Even when dozing off, we are still able to mumble »Set the alarm for 6.30 am« in the direction of our smartphone. The response from the calmingly electronic voice gives us the certainty we need to fall asleep peacefully. Hidden behind the scenes of this every-day exchange are complex data analysis methods. A combination of natural language generation (NLG), natural language processing (NLP), and machine learning (ML) conjures up an intelligent assistance for all occasions.
Today, we benefit from data analysis methods in almost all areas of life – not just in our private lives, but also in industry. For example, when a new product is to be launched on the market, a great deal of data with important, mostly implicit insights into the product itself along with the associated manufacturing processes is being generated from the very beginning of its life cycle. Having employees in product development evaluate it would be a daunting task. This is where machine learning methods come into picture. Such methods evaluate the existing data automatically. Employees can use the resulting findings to optimize manufacturing processes, solve problems more quickly, as well as improve overall product quality. The possibilities are practically endless.

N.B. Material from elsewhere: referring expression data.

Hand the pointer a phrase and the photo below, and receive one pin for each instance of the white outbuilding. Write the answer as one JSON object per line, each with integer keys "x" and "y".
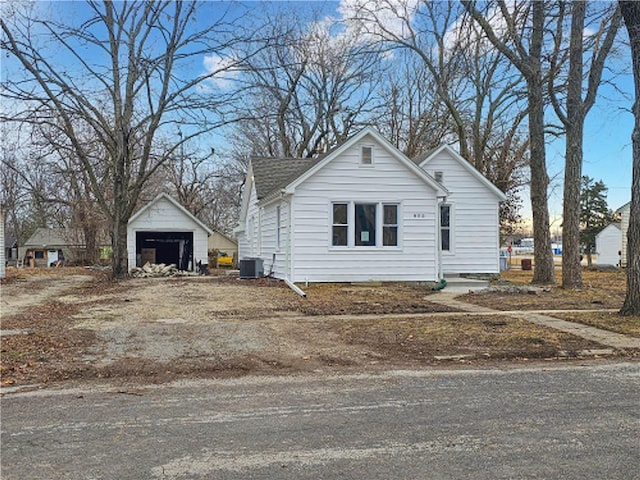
{"x": 609, "y": 245}
{"x": 163, "y": 231}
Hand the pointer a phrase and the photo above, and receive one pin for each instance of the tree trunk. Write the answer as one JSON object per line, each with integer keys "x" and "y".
{"x": 119, "y": 258}
{"x": 574, "y": 122}
{"x": 543, "y": 256}
{"x": 631, "y": 14}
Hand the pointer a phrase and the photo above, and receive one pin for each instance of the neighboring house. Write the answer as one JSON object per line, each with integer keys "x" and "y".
{"x": 163, "y": 231}
{"x": 365, "y": 212}
{"x": 609, "y": 245}
{"x": 625, "y": 214}
{"x": 10, "y": 248}
{"x": 3, "y": 264}
{"x": 48, "y": 246}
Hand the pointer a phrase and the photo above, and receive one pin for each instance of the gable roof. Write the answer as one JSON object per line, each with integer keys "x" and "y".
{"x": 175, "y": 203}
{"x": 48, "y": 237}
{"x": 335, "y": 152}
{"x": 428, "y": 156}
{"x": 273, "y": 174}
{"x": 628, "y": 204}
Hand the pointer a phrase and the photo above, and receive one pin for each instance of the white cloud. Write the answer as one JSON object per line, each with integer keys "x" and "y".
{"x": 374, "y": 18}
{"x": 222, "y": 70}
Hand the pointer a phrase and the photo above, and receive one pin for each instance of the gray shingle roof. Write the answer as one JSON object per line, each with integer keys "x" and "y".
{"x": 272, "y": 174}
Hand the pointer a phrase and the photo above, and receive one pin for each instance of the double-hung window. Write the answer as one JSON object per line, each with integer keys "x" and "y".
{"x": 365, "y": 220}
{"x": 445, "y": 228}
{"x": 340, "y": 227}
{"x": 390, "y": 225}
{"x": 364, "y": 224}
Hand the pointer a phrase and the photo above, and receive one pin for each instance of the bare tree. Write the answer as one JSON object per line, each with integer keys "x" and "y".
{"x": 574, "y": 114}
{"x": 520, "y": 39}
{"x": 126, "y": 73}
{"x": 413, "y": 118}
{"x": 307, "y": 89}
{"x": 631, "y": 14}
{"x": 482, "y": 98}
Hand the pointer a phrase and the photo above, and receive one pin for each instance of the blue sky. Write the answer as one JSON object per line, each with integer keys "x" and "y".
{"x": 607, "y": 142}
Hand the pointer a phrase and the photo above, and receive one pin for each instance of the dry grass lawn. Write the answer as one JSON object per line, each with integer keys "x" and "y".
{"x": 76, "y": 324}
{"x": 602, "y": 290}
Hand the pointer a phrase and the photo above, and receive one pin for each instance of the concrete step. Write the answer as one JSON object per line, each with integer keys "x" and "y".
{"x": 464, "y": 284}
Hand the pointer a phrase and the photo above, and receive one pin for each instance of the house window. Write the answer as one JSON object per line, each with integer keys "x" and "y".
{"x": 340, "y": 225}
{"x": 278, "y": 228}
{"x": 367, "y": 156}
{"x": 365, "y": 215}
{"x": 365, "y": 224}
{"x": 390, "y": 225}
{"x": 445, "y": 228}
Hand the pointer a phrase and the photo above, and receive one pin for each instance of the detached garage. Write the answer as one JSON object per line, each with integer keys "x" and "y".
{"x": 163, "y": 231}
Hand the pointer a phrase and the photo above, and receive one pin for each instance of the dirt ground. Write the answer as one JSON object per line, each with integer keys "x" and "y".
{"x": 76, "y": 324}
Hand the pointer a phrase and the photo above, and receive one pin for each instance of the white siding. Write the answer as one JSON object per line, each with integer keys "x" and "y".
{"x": 475, "y": 222}
{"x": 625, "y": 216}
{"x": 163, "y": 216}
{"x": 270, "y": 249}
{"x": 343, "y": 179}
{"x": 2, "y": 252}
{"x": 248, "y": 241}
{"x": 608, "y": 244}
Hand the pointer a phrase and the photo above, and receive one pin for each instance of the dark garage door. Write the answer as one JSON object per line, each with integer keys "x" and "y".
{"x": 165, "y": 247}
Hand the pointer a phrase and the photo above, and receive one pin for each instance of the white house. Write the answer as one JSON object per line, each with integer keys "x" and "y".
{"x": 625, "y": 215}
{"x": 365, "y": 212}
{"x": 163, "y": 231}
{"x": 608, "y": 244}
{"x": 2, "y": 252}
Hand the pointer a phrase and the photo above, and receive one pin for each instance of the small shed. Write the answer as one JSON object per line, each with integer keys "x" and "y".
{"x": 48, "y": 246}
{"x": 609, "y": 245}
{"x": 163, "y": 231}
{"x": 625, "y": 216}
{"x": 220, "y": 242}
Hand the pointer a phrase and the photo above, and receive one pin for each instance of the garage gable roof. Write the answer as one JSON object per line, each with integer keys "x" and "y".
{"x": 176, "y": 204}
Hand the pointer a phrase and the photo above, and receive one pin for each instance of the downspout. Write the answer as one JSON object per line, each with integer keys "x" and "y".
{"x": 289, "y": 283}
{"x": 440, "y": 274}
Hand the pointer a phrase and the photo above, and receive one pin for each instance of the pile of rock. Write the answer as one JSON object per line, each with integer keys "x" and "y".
{"x": 159, "y": 270}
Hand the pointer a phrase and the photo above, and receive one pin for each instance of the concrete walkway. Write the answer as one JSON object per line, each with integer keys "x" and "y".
{"x": 604, "y": 337}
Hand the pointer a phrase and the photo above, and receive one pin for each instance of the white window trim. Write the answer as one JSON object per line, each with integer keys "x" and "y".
{"x": 332, "y": 224}
{"x": 351, "y": 226}
{"x": 396, "y": 225}
{"x": 452, "y": 243}
{"x": 278, "y": 228}
{"x": 367, "y": 165}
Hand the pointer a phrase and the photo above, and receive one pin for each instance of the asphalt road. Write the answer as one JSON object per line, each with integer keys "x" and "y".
{"x": 568, "y": 422}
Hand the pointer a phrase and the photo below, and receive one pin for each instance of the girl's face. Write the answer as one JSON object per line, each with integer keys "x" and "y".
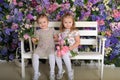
{"x": 68, "y": 22}
{"x": 43, "y": 23}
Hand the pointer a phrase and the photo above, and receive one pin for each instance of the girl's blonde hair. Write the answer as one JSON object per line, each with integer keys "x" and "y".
{"x": 62, "y": 28}
{"x": 41, "y": 16}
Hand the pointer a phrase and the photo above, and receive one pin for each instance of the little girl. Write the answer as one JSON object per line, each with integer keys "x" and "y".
{"x": 67, "y": 31}
{"x": 45, "y": 48}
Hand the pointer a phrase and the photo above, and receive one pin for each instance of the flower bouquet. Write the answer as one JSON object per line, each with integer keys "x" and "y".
{"x": 63, "y": 47}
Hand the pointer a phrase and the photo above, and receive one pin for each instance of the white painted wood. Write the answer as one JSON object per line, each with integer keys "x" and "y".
{"x": 86, "y": 31}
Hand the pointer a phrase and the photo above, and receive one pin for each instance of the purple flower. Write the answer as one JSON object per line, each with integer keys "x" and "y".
{"x": 16, "y": 11}
{"x": 6, "y": 5}
{"x": 116, "y": 51}
{"x": 1, "y": 1}
{"x": 79, "y": 2}
{"x": 94, "y": 1}
{"x": 7, "y": 31}
{"x": 20, "y": 16}
{"x": 101, "y": 6}
{"x": 1, "y": 38}
{"x": 46, "y": 2}
{"x": 11, "y": 56}
{"x": 111, "y": 41}
{"x": 30, "y": 16}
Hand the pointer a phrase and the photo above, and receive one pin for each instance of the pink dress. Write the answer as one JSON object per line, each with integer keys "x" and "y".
{"x": 70, "y": 36}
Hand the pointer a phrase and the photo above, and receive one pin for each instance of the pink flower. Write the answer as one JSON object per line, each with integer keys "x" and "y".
{"x": 116, "y": 13}
{"x": 30, "y": 16}
{"x": 26, "y": 36}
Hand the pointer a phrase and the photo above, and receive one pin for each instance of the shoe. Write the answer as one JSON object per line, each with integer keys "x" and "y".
{"x": 60, "y": 76}
{"x": 52, "y": 77}
{"x": 36, "y": 76}
{"x": 71, "y": 76}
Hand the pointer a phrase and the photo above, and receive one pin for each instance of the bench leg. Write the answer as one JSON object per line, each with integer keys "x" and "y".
{"x": 102, "y": 68}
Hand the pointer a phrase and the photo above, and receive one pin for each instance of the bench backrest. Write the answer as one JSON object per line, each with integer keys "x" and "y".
{"x": 88, "y": 31}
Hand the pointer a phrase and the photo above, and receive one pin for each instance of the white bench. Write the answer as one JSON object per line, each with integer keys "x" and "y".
{"x": 98, "y": 54}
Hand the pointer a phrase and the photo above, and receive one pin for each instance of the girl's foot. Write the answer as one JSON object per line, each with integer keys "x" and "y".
{"x": 36, "y": 76}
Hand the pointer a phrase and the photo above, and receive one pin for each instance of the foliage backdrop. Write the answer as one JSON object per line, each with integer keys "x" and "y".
{"x": 17, "y": 19}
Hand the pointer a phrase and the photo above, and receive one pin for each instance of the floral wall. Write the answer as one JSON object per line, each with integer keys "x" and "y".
{"x": 17, "y": 18}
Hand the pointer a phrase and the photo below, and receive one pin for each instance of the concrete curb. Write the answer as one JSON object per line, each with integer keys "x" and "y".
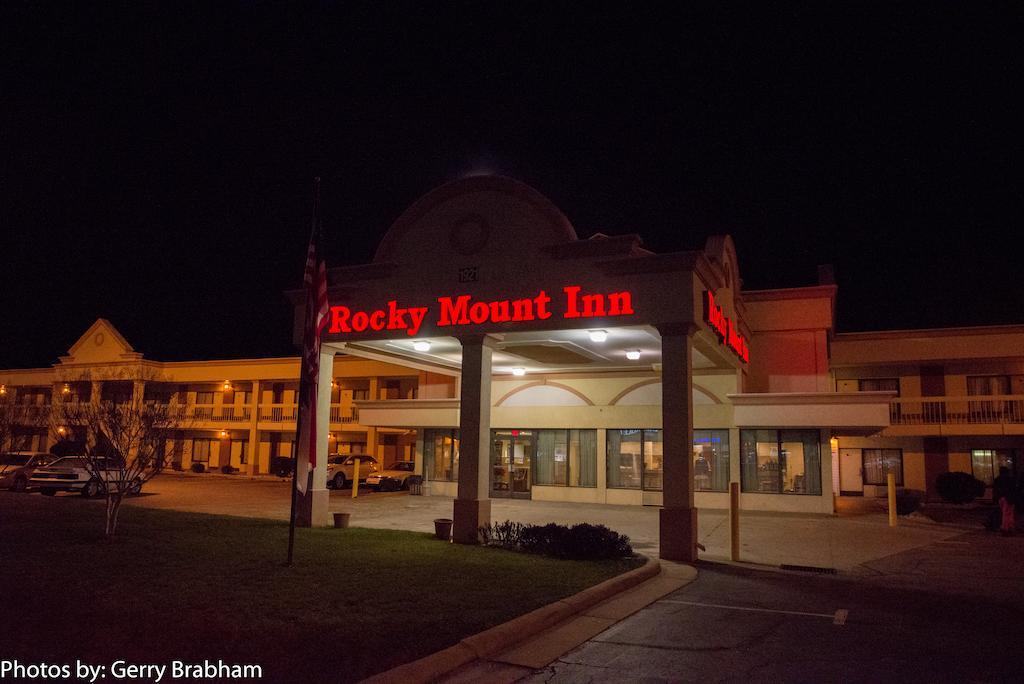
{"x": 497, "y": 639}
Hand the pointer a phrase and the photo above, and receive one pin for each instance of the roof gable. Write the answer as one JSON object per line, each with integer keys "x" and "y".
{"x": 101, "y": 343}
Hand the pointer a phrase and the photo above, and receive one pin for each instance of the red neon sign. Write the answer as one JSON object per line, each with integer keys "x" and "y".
{"x": 464, "y": 310}
{"x": 725, "y": 328}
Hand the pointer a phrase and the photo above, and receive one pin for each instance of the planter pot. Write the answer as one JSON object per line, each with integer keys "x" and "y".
{"x": 442, "y": 528}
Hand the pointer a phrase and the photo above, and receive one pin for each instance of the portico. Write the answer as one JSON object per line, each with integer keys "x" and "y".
{"x": 495, "y": 289}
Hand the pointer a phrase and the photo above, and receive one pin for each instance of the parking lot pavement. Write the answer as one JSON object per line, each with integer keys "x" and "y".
{"x": 734, "y": 624}
{"x": 228, "y": 495}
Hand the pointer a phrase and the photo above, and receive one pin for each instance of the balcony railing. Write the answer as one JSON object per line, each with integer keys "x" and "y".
{"x": 993, "y": 410}
{"x": 279, "y": 413}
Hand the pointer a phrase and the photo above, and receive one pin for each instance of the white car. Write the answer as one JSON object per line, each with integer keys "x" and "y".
{"x": 341, "y": 469}
{"x": 396, "y": 476}
{"x": 72, "y": 474}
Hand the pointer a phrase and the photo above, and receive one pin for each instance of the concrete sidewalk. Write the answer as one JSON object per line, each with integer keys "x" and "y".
{"x": 828, "y": 542}
{"x": 845, "y": 543}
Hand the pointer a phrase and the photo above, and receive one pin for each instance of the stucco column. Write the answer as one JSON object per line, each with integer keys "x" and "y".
{"x": 312, "y": 507}
{"x": 472, "y": 506}
{"x": 254, "y": 429}
{"x": 678, "y": 517}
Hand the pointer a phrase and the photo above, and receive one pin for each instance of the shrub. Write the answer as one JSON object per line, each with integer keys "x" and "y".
{"x": 957, "y": 487}
{"x": 506, "y": 535}
{"x": 581, "y": 542}
{"x": 908, "y": 501}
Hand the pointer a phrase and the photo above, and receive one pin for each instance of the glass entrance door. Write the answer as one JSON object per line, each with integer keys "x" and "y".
{"x": 511, "y": 460}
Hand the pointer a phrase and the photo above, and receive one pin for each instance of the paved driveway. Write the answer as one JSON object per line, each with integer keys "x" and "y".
{"x": 845, "y": 543}
{"x": 949, "y": 611}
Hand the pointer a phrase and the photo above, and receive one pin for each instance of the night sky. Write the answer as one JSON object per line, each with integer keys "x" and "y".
{"x": 156, "y": 164}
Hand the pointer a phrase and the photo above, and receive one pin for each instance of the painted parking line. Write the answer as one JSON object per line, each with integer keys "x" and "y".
{"x": 838, "y": 617}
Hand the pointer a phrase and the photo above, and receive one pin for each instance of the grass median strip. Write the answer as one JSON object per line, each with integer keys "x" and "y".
{"x": 188, "y": 587}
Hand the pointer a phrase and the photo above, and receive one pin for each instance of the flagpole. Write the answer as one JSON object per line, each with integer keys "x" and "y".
{"x": 298, "y": 418}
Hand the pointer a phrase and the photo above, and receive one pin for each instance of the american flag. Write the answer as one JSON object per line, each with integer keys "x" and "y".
{"x": 314, "y": 283}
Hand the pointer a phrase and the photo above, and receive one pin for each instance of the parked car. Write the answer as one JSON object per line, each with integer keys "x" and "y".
{"x": 72, "y": 474}
{"x": 397, "y": 476}
{"x": 16, "y": 468}
{"x": 341, "y": 469}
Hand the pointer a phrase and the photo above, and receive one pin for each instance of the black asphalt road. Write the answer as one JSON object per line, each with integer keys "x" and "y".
{"x": 952, "y": 611}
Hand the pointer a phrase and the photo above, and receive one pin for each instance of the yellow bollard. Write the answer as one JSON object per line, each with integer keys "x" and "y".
{"x": 891, "y": 481}
{"x": 734, "y": 520}
{"x": 355, "y": 479}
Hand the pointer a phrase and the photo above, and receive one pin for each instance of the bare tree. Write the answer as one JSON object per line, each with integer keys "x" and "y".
{"x": 123, "y": 438}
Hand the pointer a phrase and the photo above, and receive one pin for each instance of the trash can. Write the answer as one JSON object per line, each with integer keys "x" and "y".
{"x": 442, "y": 528}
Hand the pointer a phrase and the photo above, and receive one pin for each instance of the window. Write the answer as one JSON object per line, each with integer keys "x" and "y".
{"x": 201, "y": 450}
{"x": 879, "y": 385}
{"x": 985, "y": 463}
{"x": 625, "y": 459}
{"x": 440, "y": 455}
{"x": 636, "y": 460}
{"x": 566, "y": 458}
{"x": 711, "y": 460}
{"x": 987, "y": 385}
{"x": 780, "y": 462}
{"x": 880, "y": 462}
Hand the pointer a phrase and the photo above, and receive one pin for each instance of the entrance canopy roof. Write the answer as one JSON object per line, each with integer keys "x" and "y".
{"x": 540, "y": 351}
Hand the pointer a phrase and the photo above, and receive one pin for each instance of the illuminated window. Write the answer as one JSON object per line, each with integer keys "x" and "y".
{"x": 780, "y": 462}
{"x": 440, "y": 455}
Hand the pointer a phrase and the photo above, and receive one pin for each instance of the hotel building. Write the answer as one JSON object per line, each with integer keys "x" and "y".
{"x": 508, "y": 357}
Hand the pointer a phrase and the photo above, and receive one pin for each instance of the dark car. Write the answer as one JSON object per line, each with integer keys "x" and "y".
{"x": 16, "y": 468}
{"x": 396, "y": 476}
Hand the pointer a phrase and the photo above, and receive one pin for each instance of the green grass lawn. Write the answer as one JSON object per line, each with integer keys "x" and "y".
{"x": 188, "y": 587}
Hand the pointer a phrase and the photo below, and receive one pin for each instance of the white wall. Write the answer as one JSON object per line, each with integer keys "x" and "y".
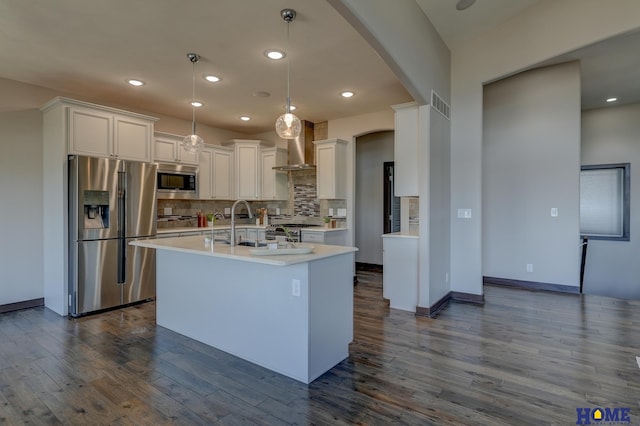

In Cockpit 4.0, a collaborative project with Rolls Royce Germany, researchers at the Fraunhofer Institute for Production Systems and Design Technology IPK developed a virtual decision support system that uses ML methods to derive useful insights for solving manufacturing and assembly problems. For example, if a turbine part is missing during the assembly process, a team can be tasked with locating it. This pre-vents delays in the assembly process. For this purpose, three ML approaches were tested using the available data:
1. Natural Language Processing
Natural Language Processing (NLP) is a machine learning method for processing natural language. In the project, NLP was used to identify matches with previous descriptions of problems in order to allow inferences to be drawn about current cases. A distinction is made between automatically and self-trained models, whereby the latter are trained independently by the researchers using specific vocabulary.
Three different NLP algorithms were used:
a bag-of-words model, a self-trained Word2Vec model, and an automatically trained Word2Vec model. In the bag-of-words model, the individual terms of previous problem descriptions were evaluated without taking grammar into consideration, and compared against terms from current cases. The Jaccard coefficient was used to measure similarity. The second NLP algorithm was trained by the researchers themselves. It is based on a Word2Vec model that vectorizes terms, i.e., classifies them according to previous occurrences. The second Word2Vec model was trained automatically with the aid of Google News. For both Word2Vec models, Word Mover’s Distance was used to measure similarity.
In the evaluation, the self-trained model showed the best performance, while the model trained using Google News exhibited the lowest accuracy. This is due to the fact that independent training, i.e., entering industry-specific terms and abbreviations in the model, leads to more precise results. The results clearly demonstrate that training the models independently is beneficial for accurate matches.
2. Regression-based approach
The regression-based approach is frequently used to predict results based on variables. In Cockpit 4.0, it was adapted to generate a model that can predict the processing time required for an incoming case or problem.
This information can help in prioritizing problems. In the event of time-consuming cases, appropriate measures can be taken to shorten the period of time until the problem is resolved. The start and end dates of cases are generated to determine the duration of each case using supervised learning, i.e., data processing with predefined parameters. Four types of regression models were trained, namely linear regression, lasso regression, a support vector regression model (SVM), and a model tree with SVM. The model tree with support vector regression models achieved the lowest error rate.
Clustering is another machine learning method which can be used to assign different data points to specific groups. In the project, the clustering approach was used to subdivide the data sets into clusters in order to identify similarity patterns. The clusters can provide the user with similar cases via unsupervised learning, which then serve as the starting point for their research in solving the current problem. Three types of clustering algorithms were used, namely DBSCAN, HDBSCAN, and k-means. k-means clustering achieved the best qualitative results.
With the solution developed at Fraunhofer IPK, the researchers succeeded in demonstrating that companies can use data sets for the long-term improvement of development and production processes through machine learning approaches. At the end of the Cockpit 4.0 project, a prototype was created employing these three methods, and was extensively tested and evaluated by end users at Rolls Royce. Above all, they cited the time saved when solving assembly problems as the main benefit. At the same time, it also became clear that the virtual decision support system still needs to be further developed and refined in order to be seamlessly integrated into daily work processes. Such improvements could be subjects of future research projects, which could also benefit other partner companies in the industry.